Update, 5/23: “The frame is always palpable and intrusive in Östlund’s cinema, closing us off from the spatial contexts that might alleviate a given scenario’s tension,” writes Blake Williams, dispatching to Filmmaker, “and this compositional approach fits nicely in a movie about featuring art piece that is a literal square boundary. Elsewhere, another conceptual piece in the museum—a simple white neon text reading ‘YOU HAVE NOTHING’—is also played for laughs, and a lecture is thrown into chaos by attendee with Tourette’s having a fit. I know Östlund likes to push buttons, but come on.”

Updates, 5/24:Bilge Ebiri for the Village Voice: “When left to its own devices, does humanity find equilibrium, or does it disintegrate into aggressors and subjects? And just what does it take for us to come to others’ aid? The Square has a remarkably clear-headed and streamlined way of asking these questions, but the answers it provides are always tantalizingly unclear.”

“Östlund’s new movie has an episodic quality, with each subplot potentially substantial enough to warrant its own hour-long installment,” writes Tim Grierson for Paste. “And like great postmodern art, the film resists easy interpretation so as to allow the viewer a chance to inhabit the work in his or her own way.”

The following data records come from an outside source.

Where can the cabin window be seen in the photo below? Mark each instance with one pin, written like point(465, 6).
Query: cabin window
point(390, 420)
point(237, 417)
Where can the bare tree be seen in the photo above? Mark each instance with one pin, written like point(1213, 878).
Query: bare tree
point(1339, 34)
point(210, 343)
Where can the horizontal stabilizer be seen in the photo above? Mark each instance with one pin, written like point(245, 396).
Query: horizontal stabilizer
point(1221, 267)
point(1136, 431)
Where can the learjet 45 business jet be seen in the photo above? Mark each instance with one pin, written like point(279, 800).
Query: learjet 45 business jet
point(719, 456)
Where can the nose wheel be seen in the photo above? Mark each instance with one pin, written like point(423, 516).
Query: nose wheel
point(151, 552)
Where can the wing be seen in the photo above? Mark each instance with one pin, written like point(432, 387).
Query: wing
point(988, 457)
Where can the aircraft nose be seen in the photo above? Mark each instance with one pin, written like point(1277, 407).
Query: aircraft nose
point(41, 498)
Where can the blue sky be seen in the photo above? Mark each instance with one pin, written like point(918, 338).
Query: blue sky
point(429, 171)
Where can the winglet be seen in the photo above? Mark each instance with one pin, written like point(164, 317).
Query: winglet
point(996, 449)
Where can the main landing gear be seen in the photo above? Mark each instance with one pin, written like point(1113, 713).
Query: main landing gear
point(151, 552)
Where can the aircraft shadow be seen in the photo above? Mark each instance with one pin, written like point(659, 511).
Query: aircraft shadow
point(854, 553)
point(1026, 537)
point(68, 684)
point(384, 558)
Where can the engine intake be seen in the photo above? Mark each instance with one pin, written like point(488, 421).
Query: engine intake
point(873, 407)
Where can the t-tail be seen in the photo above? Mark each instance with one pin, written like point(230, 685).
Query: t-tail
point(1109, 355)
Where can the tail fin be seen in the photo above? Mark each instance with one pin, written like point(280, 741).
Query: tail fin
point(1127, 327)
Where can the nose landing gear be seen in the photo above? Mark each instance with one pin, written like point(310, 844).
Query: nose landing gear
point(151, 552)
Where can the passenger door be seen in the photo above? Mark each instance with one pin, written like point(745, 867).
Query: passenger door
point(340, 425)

“Eventually, the film does run out of steam—coinciding with Christian’s inevitably reaching a breaking point—but for almost the entirety of its running time it remains a delight,” writes Tommaso Tocci for the International Cinephile Society.

The Square is one of the films discussed in the latest Film Comment Podcast (59’45”).

Update, 5/26: For Film Comment editor Nicolas Rapold, “most surprising, and little remarked upon, was the reactionary bent of Östlund’s satire. Let’s set aside the fact that the art world has . . . parodied itself, to such an extent that even the film’s best-tuned gags can feel familiar. More tiresome is that Östlund, in targeting liberal Swedish guilt, all too often evokes a disgruntled middle-aged man’s cynicism about contemporary values of sensitivity and tolerance.”

Update, 5/29: “I love that we never actually refer to the monkey, which begs the question of, ‘Is it even real?’” Moss tells Vulture’s Jada Yuan. “Like, we never refer to it. I never speak to it. No one ever speaks to it. It’s never mentioned. So weird.”

Update, 7/4: In Cinema Scope,Josh Cabrita calls The Square “a rambunctious lark, puerile and playful, and too often given to moralistic explanation. It works more as a series of provocations eliciting a wide range of audience responses than a diatribe on inequality, but the always ambitious Östlund wants to have it both ways.”